There was the man I hadn’t spoken to before meeting, so he didn’t know I was divorced. He was enjoying steak frites when I told him, and he set down his fork, French fry hanging off one of the tines, and said, “It would have been good if you had told me that sooner.” He asked for the check shortly after, and I didn’t see him again.
I tried to withstand my culture’s insistence that I feel ashamed of my divorce, but it wore on me. In my eyes, I had made a necessary, authentic choice. That choice deeply hurt my ex-husband, his family and my family, but the absence of love in my marriage hurt me. Yet time after time, I was reminded that perhaps it was impractical for me to think I could nurture anything new where something had once died.
Until I met Mahmoud. The first time he and I talked about my marriage, we didn’t say much at all. In response to the little I did share, he said simply, kindly, “That must have been hard.”
We had met on Minder (Muslim Tinder — now called Salams), but I remembered his name from when he consulted me about a patient six months earlier, while he remembered me from two years before that when we shared an elevator ride in the hospital on our first day of residency. That day, he had caught my name from my ID badge and asked one of his co-residents if she knew me; she did, and she let him know I was married.
Seeing my profile on a dating app years later caught him by surprise, but it didn’t keep him from swiping right. The next few times Mahmoud and I met, I never tried to erase three years of my life’s narrative to suit his comfort because the fact that I had been married never bothered him. Conversation with him was easy.
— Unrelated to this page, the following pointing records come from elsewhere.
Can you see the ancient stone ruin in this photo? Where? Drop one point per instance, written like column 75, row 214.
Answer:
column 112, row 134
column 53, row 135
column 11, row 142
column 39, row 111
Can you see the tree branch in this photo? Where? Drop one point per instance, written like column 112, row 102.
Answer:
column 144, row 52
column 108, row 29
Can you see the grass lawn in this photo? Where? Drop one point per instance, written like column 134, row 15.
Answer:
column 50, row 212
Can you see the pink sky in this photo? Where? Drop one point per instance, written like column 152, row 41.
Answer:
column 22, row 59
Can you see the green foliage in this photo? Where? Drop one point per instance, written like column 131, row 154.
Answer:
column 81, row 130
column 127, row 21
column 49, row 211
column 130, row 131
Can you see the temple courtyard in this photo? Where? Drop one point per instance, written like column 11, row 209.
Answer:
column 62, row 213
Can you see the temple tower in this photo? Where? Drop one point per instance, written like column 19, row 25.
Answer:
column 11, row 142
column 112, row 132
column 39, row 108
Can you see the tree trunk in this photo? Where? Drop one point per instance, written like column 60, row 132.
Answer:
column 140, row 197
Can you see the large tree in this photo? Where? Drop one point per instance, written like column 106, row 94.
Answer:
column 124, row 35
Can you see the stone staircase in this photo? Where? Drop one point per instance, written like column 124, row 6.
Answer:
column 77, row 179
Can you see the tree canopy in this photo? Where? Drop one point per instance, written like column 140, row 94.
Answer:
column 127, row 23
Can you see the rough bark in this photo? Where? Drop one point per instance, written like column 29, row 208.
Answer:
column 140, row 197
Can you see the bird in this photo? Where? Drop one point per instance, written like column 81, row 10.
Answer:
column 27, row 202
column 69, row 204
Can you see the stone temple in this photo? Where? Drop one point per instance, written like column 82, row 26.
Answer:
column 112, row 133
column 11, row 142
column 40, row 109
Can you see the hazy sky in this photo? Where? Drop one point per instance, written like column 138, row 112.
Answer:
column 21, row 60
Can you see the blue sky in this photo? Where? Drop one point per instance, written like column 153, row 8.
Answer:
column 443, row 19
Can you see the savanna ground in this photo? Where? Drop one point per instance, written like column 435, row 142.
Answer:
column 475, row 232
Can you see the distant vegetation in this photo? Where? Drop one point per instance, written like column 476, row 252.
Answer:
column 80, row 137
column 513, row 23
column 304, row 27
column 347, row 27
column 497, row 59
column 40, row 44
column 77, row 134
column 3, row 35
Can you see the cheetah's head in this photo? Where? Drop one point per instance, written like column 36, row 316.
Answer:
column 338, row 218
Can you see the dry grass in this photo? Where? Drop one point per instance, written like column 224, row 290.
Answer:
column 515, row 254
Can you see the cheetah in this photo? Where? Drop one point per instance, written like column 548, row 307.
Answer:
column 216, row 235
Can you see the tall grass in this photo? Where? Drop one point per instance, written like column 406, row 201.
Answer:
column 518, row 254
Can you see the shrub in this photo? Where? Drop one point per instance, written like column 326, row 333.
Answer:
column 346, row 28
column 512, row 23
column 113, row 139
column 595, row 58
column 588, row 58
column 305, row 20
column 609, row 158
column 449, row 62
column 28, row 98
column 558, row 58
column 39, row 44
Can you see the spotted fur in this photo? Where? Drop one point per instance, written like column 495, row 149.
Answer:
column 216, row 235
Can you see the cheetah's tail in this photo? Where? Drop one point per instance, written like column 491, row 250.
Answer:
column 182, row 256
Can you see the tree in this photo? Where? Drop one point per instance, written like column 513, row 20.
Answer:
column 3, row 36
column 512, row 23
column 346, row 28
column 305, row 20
Yet the idea of marrying him wasn’t. Our connection — the lack of which had seemed to others a frivolous reason to end a marriage — was there. It was life giving. But I had been deemed a person who did not know how to keep a marriage alive.
“If you go for it, don’t mess up again,” my mother said after I told her about him. The shame of being divorced — of having once declared my marriage a failure — had taken root deep within me in a way I had not fully recognized. And so once Mahmoud proposed, I declined. I had thought that divorce would free me from a decaying marriage, and it had, but it had also metastasized into an internalized stigma that was preventing me from allowing a new relationship to flourish.
On describing their decision to marry, people often say, “When you know, you know” or “Go with your gut.” I was not one of those people; I didn’t know, and my gut was uneasy either way. If I never remarried, I would never have to go through divorce again; yet if I didn’t remarry, I would lose the person I had come to love.
Despite my no, Mahmoud took his chances and stuck around. And I took my chances and eventually said yes. This summer, three years after we married, the two of us and our baby daughter visited my old medical school campus. At one point, we drove by my old condo, where I had lived during my first marriage. Mahmoud slowed the car and asked if I wanted to look around. When I hesitated, he assured me he would be fine waiting for as long as I needed.
I got out and looked up at the fifth-floor Juliet balcony of my old condo, remembering how it had lacked sufficient depth for me to comfortably sit out there. When I chose my own apartment post-divorce, I made sure it had a lovely balcony. After moving in, I set up a rocking chair and side table and would sit out there nearly every evening, embracing my hard-fought peace.
When I got back into the car after only a few minutes, Mahmoud said, “You don’t want to stay longer?”
“No,” I said. “I stayed long enough.”
Samaiya Mushtaq is a psychiatrist in Dallas.